Marcos 8
La Biblia de Nuestro Pueblo (1995) ›1En aquellos días se reunió otra vez mucha gente y no tenían qué comer. Llamó a los discípulos y les dijo:
2–Me da lástima esta gente, ya llevan tres días junto a mí y no tienen qué comer.
3Si los despido a casa en ayunas, desfallecerán por el camino; y algunos han venido de lejos.
4Le contestaron los discípulos: –Aquí, en este despoblado, ¿de dónde sacaríamos panes para alimentar a éstos?
5Les preguntó: –¿Cuántos panes tienen? Respondieron: –Siete.
6Ordenó a la gente que se sentara en el suelo. Tomó los siete panes, dio gracias, los partió y se los dio a los discípulos para que los sirvieran. Ellos los sirvieron a la gente.
7Tenían también unos pocos pescaditos. Los bendijo y mandó que los sirvieran.
8Comieron hasta quedar satisfechos, y recogieron las sobras en siete canastas.
9Eran unos cuatro mil. Los despidió
10y enseguida embarcó con los discípulos y se dirigió al territorio de Dalmanuta.
11Salieron los fariseos y se pusieron a discutir con él, pidiéndole, para ponerlo a prueba, una señal del cielo.
12Suspiró profundamente y dijo: –¿Para qué pide una señal esta generación? Les aseguro que a esta generación no se le dará una señal.
13Dejándolos, se embarcó de nuevo y pasó a la otra orilla.
14Se habían olvidado de llevar pan y sólo tenían un pan en la barca.

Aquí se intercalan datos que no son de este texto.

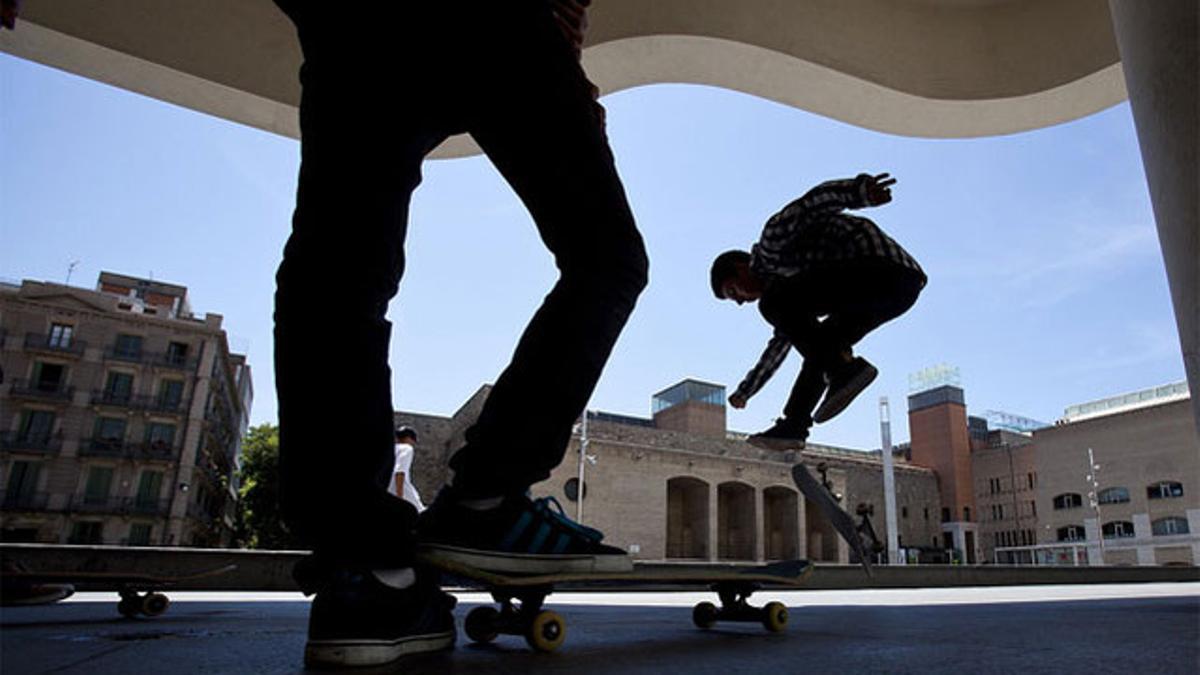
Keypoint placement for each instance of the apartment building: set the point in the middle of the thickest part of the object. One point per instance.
(678, 485)
(121, 416)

15Él les daba esta recomendación: –¡Estén atentos! Cuídense de la levadura de los fariseos y de la de Herodes.
16Ellos discutían porque no tenían pan.
17Cayendo en la cuenta, Jesús les dijo: –¿Por qué discuten que no tienen pan? ¿Todavía no entienden ni comprenden? ¿Tienen acaso la mente cerrada?
18Tienen ojos, ¿y no ven?; tienen oídos, ¿y no oyen? ¿No se acuerdan?
19Cuando repartí los cinco panes entre los cinco mil, ¿cuántas canastas llenas de sobras recogieron? Le contestaron: –Doce.
20–Y cuando repartí los siete panes entre cuatro mil, ¿cuántos canastos de sobras recogieron? Respondieron: –Siete.
21Entonces les dijo: –¿Todavía no comprenden?
22Cuando llegaron a Betsaida, le llevaron un ciego y le pidieron que lo tocase.
23Tomando al ciego de la mano, lo sacó a las afueras del pueblo, luego de ponerle saliva en los ojos, le impuso las manos y le preguntó: –¿Ves algo?
24El ciego que iba recobrando la vista dijo: –Veo hombres; los veo como árboles, pero caminando.
25De nuevo le impuso las manos a los ojos. Él afinó la mirada, fue sanado y distinguía todo de lejos perfectamente.
26Jesús lo envió a casa y le dijo: –¡No se te ocurra entrar en el pueblo!
27Jesús emprendió el viaje con sus discípulos hacia los pueblos de Cesarea de Felipe. Por el camino preguntó a los discípulos: –¿Quién dice la gente que soy yo?
28Le respondieron: –Unos que Juan el Bautista, otros que Elías, otros que uno de los profetas.
29Él les preguntó a ellos: –Y ustedes, ¿quién dicen que soy yo? Respondió Pedro: –Tú eres el Mesías.
30Entonces les ordenó que a nadie hablasen de ello.
31Y empezó a explicarles que el Hijo del Hombre tenía que padecer mucho, ser rechazado por los ancianos, los sumos sacerdotes y los letrados, sufrir la muerte y luego de tres días resucitar.
32Les hablaba con franqueza. Pedro se lo llevó aparte y se puso a reprenderlo.
33Pero él se volvió y, viendo a los discípulos, dice a Pedro: –¡Aléjate, Satanás! Tus pensamientos son los de los hombres, no los de Dios.
34Y llamando a la gente con los discípulos, les dijo: –El que quiera seguirme, niéguese a sí mismo, cargue con su cruz y me siga.
35El que quiera salvar su vida, la perderá; quien la pierda por mí y por la Buena Noticia, la salvará.
36¿De qué le vale al hombre ganar todo el mundo si pierde su vida?,
37¿qué precio pagará el hombre por su vida?
38Si uno se avergüenza de mí y de mis palabras ante esta generación adúltera y pecadora, el Hijo del Hombre se avergonzará de él cuando venga con la gloria de su Padre y acompañado de sus santos ángeles.